Solving puzzles does not directly alter genetics any more than a giraffe stretching his neck up alters the genetics of his neck.
However, solving more puzzles (which in evolutionary terms, means figuring out how to get food better, and how to get more mates better) does indirectly benefit intelligence as expressed genetically the same way any other feature evolving does.
Furthermore, learning involves physical changes to the brain, and there's plenty of evidence for "use it or lose it" in terms of any particular individual's brain and ability to think. Of course, this mechanism, like exercise builds muscles, also evolved.
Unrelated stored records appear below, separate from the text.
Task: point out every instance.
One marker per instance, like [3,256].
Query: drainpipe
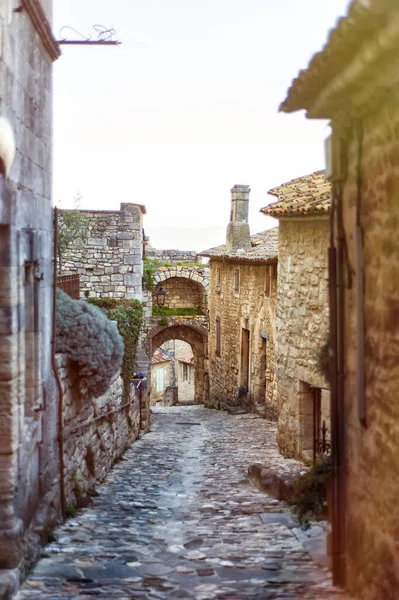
[338,390]
[56,375]
[332,276]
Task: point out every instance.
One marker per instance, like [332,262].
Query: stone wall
[166,367]
[29,495]
[252,310]
[192,330]
[302,324]
[183,293]
[173,256]
[372,452]
[185,385]
[110,262]
[96,432]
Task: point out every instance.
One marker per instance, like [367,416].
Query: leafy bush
[129,314]
[309,498]
[88,338]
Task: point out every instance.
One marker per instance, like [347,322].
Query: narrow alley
[178,518]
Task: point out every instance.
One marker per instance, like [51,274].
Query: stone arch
[191,332]
[186,287]
[197,274]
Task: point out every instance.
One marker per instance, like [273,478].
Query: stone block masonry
[96,432]
[29,489]
[301,330]
[110,262]
[172,256]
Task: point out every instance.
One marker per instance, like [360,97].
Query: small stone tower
[238,235]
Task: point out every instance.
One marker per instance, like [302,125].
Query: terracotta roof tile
[308,195]
[364,19]
[264,246]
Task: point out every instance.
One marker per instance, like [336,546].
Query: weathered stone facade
[372,451]
[110,262]
[173,365]
[29,500]
[172,256]
[242,304]
[360,81]
[95,432]
[185,375]
[301,331]
[160,375]
[249,310]
[192,330]
[185,288]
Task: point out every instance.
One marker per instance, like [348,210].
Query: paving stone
[178,518]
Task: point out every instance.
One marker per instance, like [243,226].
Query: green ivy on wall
[129,315]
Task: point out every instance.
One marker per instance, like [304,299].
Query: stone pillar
[238,235]
[10,373]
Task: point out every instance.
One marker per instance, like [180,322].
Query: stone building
[303,209]
[242,306]
[29,470]
[110,261]
[184,372]
[172,365]
[160,374]
[353,82]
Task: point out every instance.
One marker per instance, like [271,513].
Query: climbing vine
[129,315]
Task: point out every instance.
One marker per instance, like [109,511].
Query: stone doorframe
[192,331]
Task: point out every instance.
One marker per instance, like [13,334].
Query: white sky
[185,108]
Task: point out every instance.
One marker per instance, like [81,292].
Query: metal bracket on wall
[104,37]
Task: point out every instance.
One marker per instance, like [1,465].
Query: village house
[29,471]
[353,82]
[242,308]
[303,209]
[110,261]
[172,365]
[161,362]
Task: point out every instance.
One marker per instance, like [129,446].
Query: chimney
[238,235]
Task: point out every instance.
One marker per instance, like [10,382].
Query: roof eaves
[335,66]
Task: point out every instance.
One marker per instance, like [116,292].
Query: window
[160,380]
[267,281]
[185,372]
[237,281]
[218,336]
[245,345]
[218,279]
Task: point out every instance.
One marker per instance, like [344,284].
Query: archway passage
[193,334]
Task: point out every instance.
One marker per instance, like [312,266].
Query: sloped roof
[308,195]
[264,247]
[362,23]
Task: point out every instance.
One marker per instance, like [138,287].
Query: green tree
[73,229]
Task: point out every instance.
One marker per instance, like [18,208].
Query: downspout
[359,271]
[332,278]
[56,375]
[341,261]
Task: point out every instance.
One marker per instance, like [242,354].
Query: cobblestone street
[178,518]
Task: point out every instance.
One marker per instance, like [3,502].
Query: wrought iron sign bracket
[104,37]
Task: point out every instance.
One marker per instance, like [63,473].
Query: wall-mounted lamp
[160,296]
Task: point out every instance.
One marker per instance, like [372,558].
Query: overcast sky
[185,108]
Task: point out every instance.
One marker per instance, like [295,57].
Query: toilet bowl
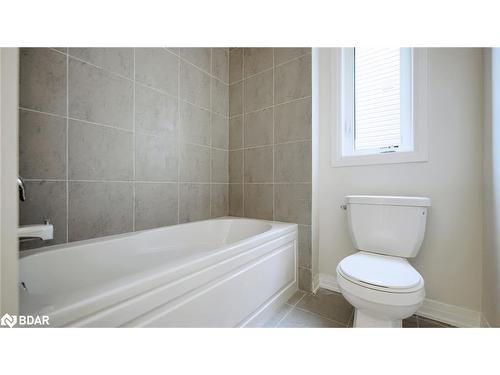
[384,290]
[378,280]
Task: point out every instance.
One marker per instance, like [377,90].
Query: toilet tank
[387,224]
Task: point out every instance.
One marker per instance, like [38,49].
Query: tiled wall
[270,140]
[114,140]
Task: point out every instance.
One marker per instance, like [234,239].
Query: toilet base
[362,319]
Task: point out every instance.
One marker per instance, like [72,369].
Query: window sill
[377,159]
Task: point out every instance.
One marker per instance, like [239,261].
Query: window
[382,108]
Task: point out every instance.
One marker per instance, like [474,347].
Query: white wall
[9,63]
[451,256]
[491,164]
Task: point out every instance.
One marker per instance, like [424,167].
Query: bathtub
[227,272]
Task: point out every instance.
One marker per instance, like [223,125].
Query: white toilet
[378,280]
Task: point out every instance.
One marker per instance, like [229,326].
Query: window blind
[377,105]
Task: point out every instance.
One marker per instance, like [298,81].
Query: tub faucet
[22,188]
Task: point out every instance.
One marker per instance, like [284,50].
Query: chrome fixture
[22,188]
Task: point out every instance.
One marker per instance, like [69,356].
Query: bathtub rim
[67,245]
[135,284]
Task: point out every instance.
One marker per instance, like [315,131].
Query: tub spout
[22,189]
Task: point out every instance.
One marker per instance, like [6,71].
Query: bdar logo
[8,320]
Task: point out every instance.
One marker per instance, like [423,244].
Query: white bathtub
[226,272]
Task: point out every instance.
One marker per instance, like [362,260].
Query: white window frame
[414,147]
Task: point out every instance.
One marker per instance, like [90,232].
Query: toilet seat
[381,272]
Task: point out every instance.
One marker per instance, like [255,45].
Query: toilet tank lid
[388,200]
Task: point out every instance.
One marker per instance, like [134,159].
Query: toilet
[378,280]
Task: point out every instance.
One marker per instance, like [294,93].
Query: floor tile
[429,323]
[410,322]
[302,319]
[276,318]
[329,304]
[296,297]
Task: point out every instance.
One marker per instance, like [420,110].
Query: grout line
[153,88]
[67,149]
[196,66]
[271,106]
[270,144]
[274,146]
[178,140]
[133,145]
[119,181]
[179,57]
[321,316]
[289,311]
[210,140]
[243,129]
[268,69]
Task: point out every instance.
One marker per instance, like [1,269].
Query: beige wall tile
[219,200]
[158,68]
[293,203]
[258,201]
[292,121]
[220,131]
[259,128]
[293,80]
[220,97]
[155,112]
[236,199]
[220,64]
[282,55]
[220,170]
[195,163]
[304,246]
[195,124]
[45,200]
[98,209]
[116,60]
[292,162]
[155,205]
[235,65]
[98,152]
[155,158]
[258,164]
[259,91]
[236,99]
[42,82]
[194,202]
[201,57]
[42,146]
[236,166]
[99,96]
[257,60]
[194,85]
[236,132]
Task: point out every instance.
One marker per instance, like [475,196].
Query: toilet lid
[380,270]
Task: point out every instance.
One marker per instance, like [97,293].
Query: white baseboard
[451,314]
[316,283]
[484,322]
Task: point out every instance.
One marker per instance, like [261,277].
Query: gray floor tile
[430,323]
[276,318]
[296,297]
[302,319]
[410,322]
[329,304]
Of course, an interesting phenomenon is under way, though it may be hundreds of years before it expresses itself. Intelligence has grown so much that it has taken on the ability to care for other, less intelligent people. Now given genetics is constantly re-rolling the dice on everyone every generation, some people are a little smarter, others a little dumber. The evolutionary pressure on dumbness that was so useful to hew away an intelligent human over the eons now no longer functions -- dumb people aren't starving to death. Hence, while the average intelligence may not change much, smarter and dumber people will continue to evolve, with the dumber not being culled
because of the existence of the smarter people. Throw into the mix the knowledge that the more earning power people have, the fewer children they have, and the "dumbo bulb" of people may grow even larger, skewing average intelligence.
Of course, there are a million things besides (lack of) intelligence no longer being culled evolutionarily thanks to intelligence. No escape for humanity? Of course there is!
Long before humanity devolves into a handful of super-geniuses and a bunch of lazy blobs a dumb as a bag of hammers, the super-intelligent will boostrap away from genetics. The
transhumanist Omega point is almost here!